As mentioned previously, they claim that by using this extraction method, the total amount of heavy metals in the extract is kept low (< 20 ppm total). However, it’s important to emphasize that they grow the plants indoors using pesticide-free compost in a controlled environment using potable, high-quality water, and fertilizers, without the use of any synthetic pesticides or herbicides. So even under these strict indoor growing conditions, where do these heavy metals come from? Imagine how difficult it would be to control all these variables with plants grown outdoors!

Anyway, this is the only data I could find which shows heavy metal levels in a CBD extract. But we also must keep in mind that Epidiolex is a prescription drug which is regulated by the FDA. This means that to comply with USP directives and ICH guidelines, they have to show that 24 elemental impurities are below maximum permitted daily exposure (PDE) limits for an orally-delivered drug compound. So clearly they have a strong incentive to ensure elemental contaminant levels are kept at a low level, as this prescription is being used on young, sick children with compromised immune systems…..not too sure the same strict guidelines can be said for cannabinoid-related products that are regulated by the states.

Lessons learned

So it’s worth going through a similar exercise to the cultivation process and list potential areas to investigate in order to reduce potential sources of heavy metal contamination from a cannabis preparation, drying, extraction, production, and manufacturing perspective.

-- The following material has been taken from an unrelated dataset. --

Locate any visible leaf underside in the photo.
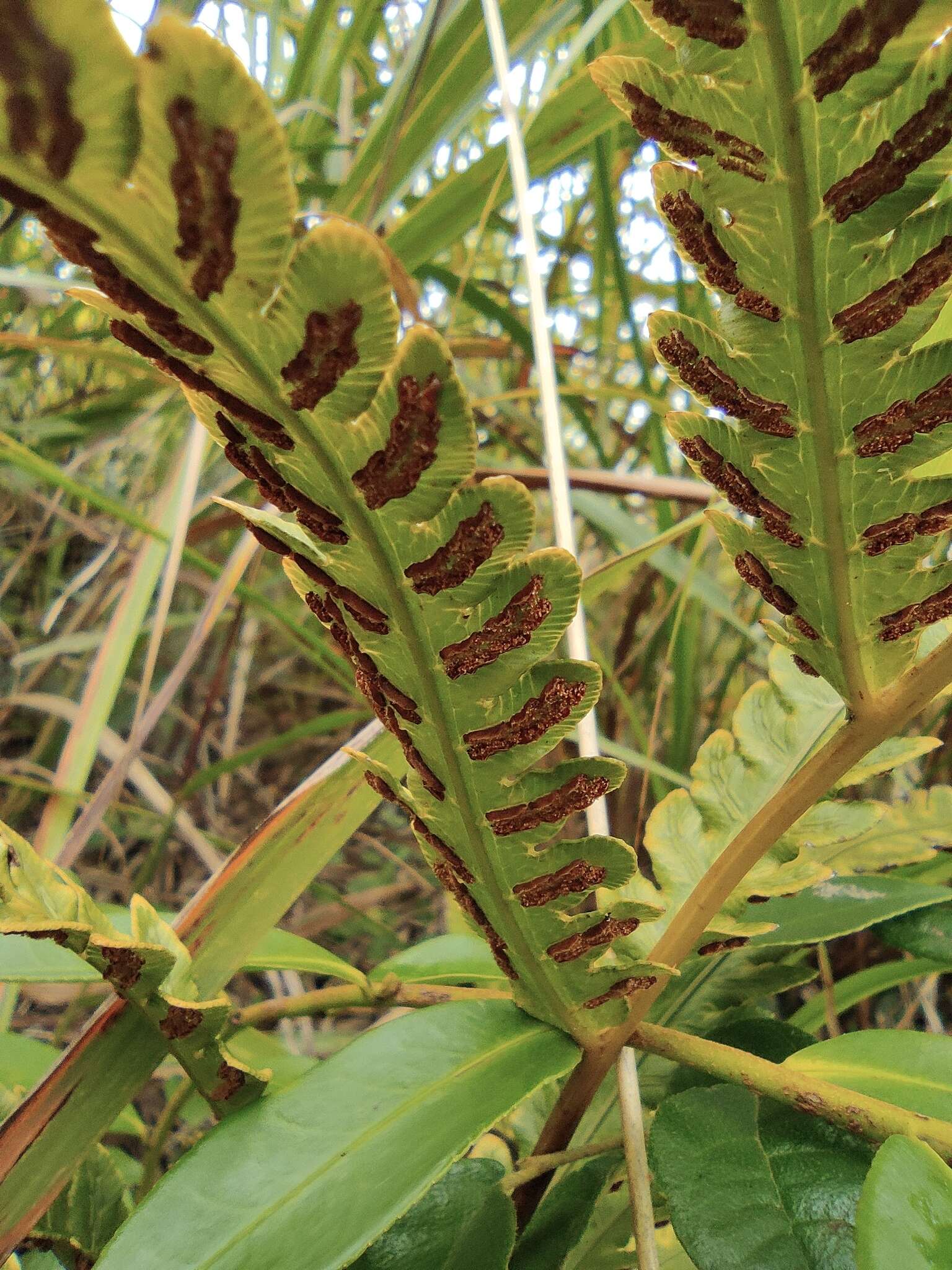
[591,0,952,711]
[0,0,659,1036]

• Try to minimize the use of metal-based processing/extraction /manufacturing equipment. Perhaps there is a plastic alternative? In particular, avoid the use of stainless steel mixing vats, processing vessels, cutting blades, and grinding equipment. Depending on the quality/specification of the stainless steel, metals ions and/or fine particulates of iron, chromium, nickel, cobalt, manganese, molybdenum, and silicon could find their way into the processed cannabis flowers and eventually into the extracted oils and concentrates9.

• If possible, use an optimized solvent and extraction/distillation process to minimize the amount of heavy metals ending up in the extracted products8. It would also be useful to characterize the heavy metal content at every step of the manufacturing process from the cannabis plant through to the final product.

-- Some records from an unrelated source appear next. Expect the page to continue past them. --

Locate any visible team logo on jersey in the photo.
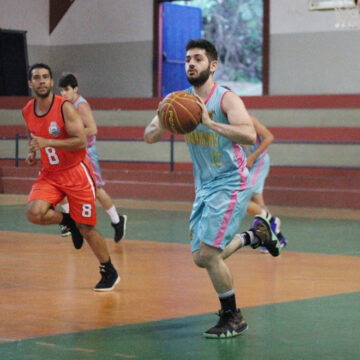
[49,121,60,137]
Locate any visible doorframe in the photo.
[153,0,270,97]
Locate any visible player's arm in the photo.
[30,101,86,151]
[247,114,274,168]
[25,126,36,166]
[144,115,166,144]
[198,91,256,145]
[78,103,97,137]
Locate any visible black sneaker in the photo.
[60,213,84,249]
[94,264,120,291]
[111,215,127,242]
[251,215,281,256]
[204,309,248,339]
[59,225,71,237]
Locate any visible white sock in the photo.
[60,203,70,214]
[105,205,120,224]
[235,231,259,247]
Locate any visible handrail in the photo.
[0,133,359,172]
[0,133,181,172]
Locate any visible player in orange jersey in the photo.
[23,63,120,291]
[58,74,127,242]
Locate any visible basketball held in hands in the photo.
[159,91,201,134]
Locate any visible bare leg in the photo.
[247,194,270,216]
[193,243,233,294]
[76,223,110,263]
[96,187,114,210]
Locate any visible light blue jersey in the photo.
[185,83,251,251]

• Use ultra-clean solvents, and chemicals (low in heavy metals) for the extraction, distillation, concentration, and infusion of cannabinoids from the plants10.

• Make sure the source of water used in the cannabis production process is contamination-free. Minerals or elemental impurities in the water supply should be below the EPA maximum contaminant levels (MCL), otherwise, the extracted material could pick up heavy metals from the water. A contaminated water supply could be a real concern with older buildings that potentially have lead pipes or copper/iron pipes connected with lead-based solder11.

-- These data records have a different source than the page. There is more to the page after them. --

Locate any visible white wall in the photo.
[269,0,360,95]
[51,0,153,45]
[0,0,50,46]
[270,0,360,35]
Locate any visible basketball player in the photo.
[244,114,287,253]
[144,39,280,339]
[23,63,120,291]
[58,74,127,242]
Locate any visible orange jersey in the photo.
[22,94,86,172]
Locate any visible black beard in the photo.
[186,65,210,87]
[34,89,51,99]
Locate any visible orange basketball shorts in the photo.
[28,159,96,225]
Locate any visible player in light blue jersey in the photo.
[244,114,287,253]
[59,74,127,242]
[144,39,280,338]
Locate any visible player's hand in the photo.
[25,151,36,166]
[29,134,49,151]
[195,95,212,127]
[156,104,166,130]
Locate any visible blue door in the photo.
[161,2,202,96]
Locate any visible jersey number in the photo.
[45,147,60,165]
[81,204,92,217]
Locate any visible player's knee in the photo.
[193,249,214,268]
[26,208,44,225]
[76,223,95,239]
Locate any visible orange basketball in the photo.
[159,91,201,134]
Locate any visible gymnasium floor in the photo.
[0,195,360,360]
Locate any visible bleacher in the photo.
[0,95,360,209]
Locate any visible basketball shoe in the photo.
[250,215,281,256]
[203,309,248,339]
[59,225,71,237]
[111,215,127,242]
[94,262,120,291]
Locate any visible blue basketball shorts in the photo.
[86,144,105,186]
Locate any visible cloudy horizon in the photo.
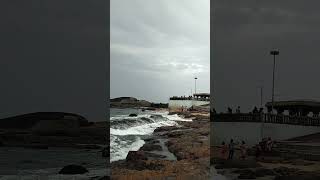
[110,0,210,102]
[211,0,320,112]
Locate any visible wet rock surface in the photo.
[111,112,210,180]
[59,165,89,174]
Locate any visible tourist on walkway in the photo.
[236,106,240,114]
[221,141,228,159]
[240,141,247,159]
[266,137,273,152]
[228,139,236,159]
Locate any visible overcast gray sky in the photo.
[110,0,210,102]
[0,0,109,121]
[211,0,320,111]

• Some heavy metals are leached out from delivery devices, such as vaping sticks, inhalation devices and infused transdermal patches. In particular, ensure that internal parts of vaping devices such as battery connections, atomizer, tank, and mouthpiece are not made from metallic components that could corrode at elevated vaping temperatures and deliver elemental contaminants such as Pb, Cr, Ni, Co and Fe to the consumer12.

• Some silicate glasses and inexpensive plastics are notorious for elemental contamination, which could leach out into the product during storage. Even some cannabis rolling papers contain elemental impurities13.

• Raw materials used in cannabinoid tablets, gel caps, creams, oils, edibles, and drinks formulations, that could possibly be contaminated with heavy metals. Examples of this would be fillers, excipients, dissolution raw materials which are added to the tablet formulations, or diluent/mineral oils used in vaping liquids. Historically elemental impurities have been found in some dietary supplements14.

• Any products or ingredients that come from Asia can potentially be a source of contamination. Think melamine in infant formula/pet food, lead-paint on toys, and lead in fake silver jewelry. In particular, it has been shown that inexpensive vaping cartridges that are sourced in China, contain metallic components that corrode when vaped15.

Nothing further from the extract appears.